KEYWORDS: Joy, Vitality, Assurance, Experiencing Greatness, Becoming enlightened.

Meditation
At dawn today, sit facing toward the east and watch the sun rise.  As you do, begin to breathe deeply, consciously.  On each inhalation, draw the power of the sun into your spirit.  Allow it to fill your body and your mind.  At sunset, sit and face the west.  Watch the sunset.  As it sinks into the horizon, begin to breathe deeply again.  On each exhalation, breathe out your fears, anxieties, and illnesses.  Allow the sun to absorb these.  It will take them to the underworld, where it will burn them to ash.

Daily Practice
Keep the Sun card with you today or place it on your altar.  Today is a day to simplify.  Assess the activities of your day to determine if they are essential for existence, for basic happiness and health.  If not, disregard them for the day.  As one Eastern mystic said of life, “If it does not involve eating, sleeping, or shitting, it is none of your business.”
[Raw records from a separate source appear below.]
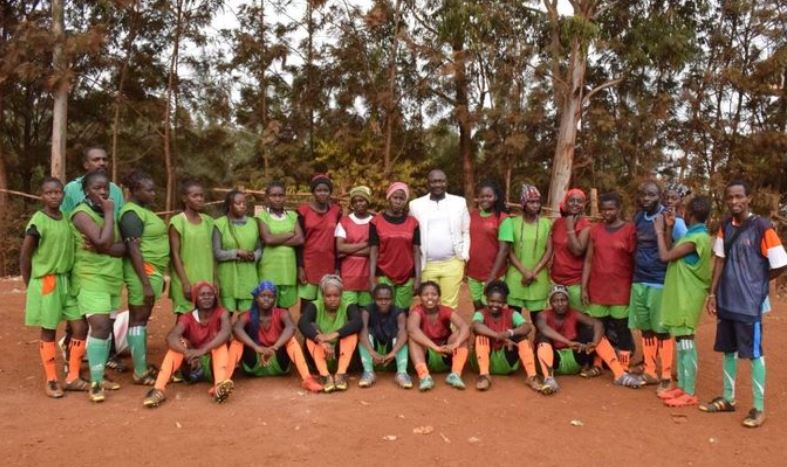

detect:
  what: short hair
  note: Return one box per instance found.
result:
[417,281,442,295]
[686,196,711,223]
[598,191,623,207]
[724,178,751,196]
[484,280,509,297]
The card descriptions are a combination of my own insights and paraphrasing from a handful of sources. I’m currently working with Rachel Pollack’s book Seventy-Eight Degrees of Wisdom, Robin Wood’s Robin Wood Tarot: The Book, and a smattering from Waite’s Pictorial Key. I also strongly recommend Joan Bunning’s book Learning the Tarot as well as the resources found on her website, learntarot.com.